Initial Management Guidelines for CHF Patients Admitted to Hospital Floor
Patients with heart failure admitted with evidence of significant fluid overload should be promptly treated with intravenous loop diuretics to reduce morbidity and mortality. 1
Initial Assessment
Volume status evaluation:
- Assess for pulmonary/systemic congestion
- Check orthostatic blood pressure changes
- Measure weight and calculate BMI
- Monitor daily weights throughout hospitalization
Laboratory workup:
- Complete blood count
- Serum electrolytes (including calcium and magnesium)
- BUN and creatinine
- Liver function tests
- Cardiac biomarkers (troponin, BNP/NT-proBNP)
- Thyroid function tests
Diagnostic studies:
- 12-lead ECG to evaluate for ischemia or arrhythmias
- Chest radiograph (PA and lateral) to confirm pulmonary edema
- Echocardiography to assess LVEF, wall motion, and valve function
Immediate Management
Diuretic Therapy
- IV loop diuretics are first-line treatment for volume overload 1
- Initial IV dose should equal or exceed chronic oral daily dose
- Can be given as intermittent boluses or continuous infusion
- Monitor urine output, symptoms, and signs of congestion
- Adjust dose to relieve symptoms and reduce volume excess while avoiding hypotension
When Diuresis is Inadequate
- Consider higher doses of IV loop diuretics 1
- Add a second diuretic (e.g., thiazide) 1
- Low-dose dopamine infusion may be considered to improve diuresis and preserve renal function 1
- Ultrafiltration may be considered for patients with obvious volume overload not responding to diuretics 1
Vasodilator Therapy
- For severely symptomatic fluid overload without hypotension, consider adding:
- IV nitroglycerin
- IV nitroprusside
- IV nesiritide
- Especially beneficial when added to diuretics or when diuretics alone are insufficient 1
Medication Management
Continuation of Chronic Medications
- Continue guideline-directed medical therapy (GDMT) in patients with HFrEF unless hemodynamically unstable or contraindicated 1
- This includes:
- ACE inhibitors/ARBs
- Beta-blockers
- Aldosterone antagonists
Beta-Blocker Therapy
- Continue beta-blockers in most patients with HF, especially those with concomitant hypertension 1
- Consider withholding or reducing beta-blockers only in:
- Patients with recent initiation or increase in beta-blocker therapy
- Marked volume overload
- Patients requiring inotropes during hospitalization 1
- Initiate beta-blockers at low dose only after:
- Optimization of volume status
- Successful discontinuation of IV diuretics, vasodilators, and inotropic agents
- Patient is hemodynamically stable 1
ACE Inhibitors/ARBs
- Consider reducing or temporarily discontinuing in patients with:
- Worsening azotemia
- Until renal function improves 1
Monitoring During Hospitalization
Daily assessment of:
Consider invasive hemodynamic monitoring for selected patients with:
- Persistent symptoms despite empiric therapy adjustment
- Uncertain fluid status or vascular resistance
- Low systolic BP with symptoms despite initial therapy
- Worsening renal function with therapy
- Need for parenteral vasoactive agents 1
Transition of Care
Transition from IV to oral diuretics with careful attention to:
- Oral diuretic dosing
- Monitoring of electrolytes
- Monitor for hypotension and worsening renal function 1
Discharge planning:
- Provide comprehensive written discharge instructions covering:
- Diet (sodium and fluid restrictions)
- Discharge medications
- Activity level
- Follow-up appointments
- Daily weight monitoring
- Instructions for worsening symptoms 1
- Provide comprehensive written discharge instructions covering:
Common Pitfalls to Avoid
Inadequate diuresis: Many patients are discharged after minimal weight loss.
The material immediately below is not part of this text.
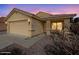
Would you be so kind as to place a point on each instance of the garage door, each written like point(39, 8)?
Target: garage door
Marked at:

Ensure adequate volume status before discharge.
Premature discontinuation of chronic medications: Continue GDMT unless specifically contraindicated.
Failure to identify precipitating factors: Always investigate potential causes of decompensation:
- Medication non-adherence
- Dietary indiscretion (sodium/fluid)
- Acute coronary syndrome
- Arrhythmias
- Infections
- Uncontrolled hypertension
Overlooking comorbidities: Address concurrent conditions that may exacerbate HF:
- Coronary artery disease
- Hypertension
- Valvular heart disease
- Arrhythmias
- Renal dysfunction
- Diabetes
- Thromboembolic disease
Inadequate thromboembolism prophylaxis: This is recommended for all hospitalized HF patients 1
By following these guidelines, clinicians can optimize outcomes for patients hospitalized with CHF, reducing morbidity, mortality, and the risk of readmission.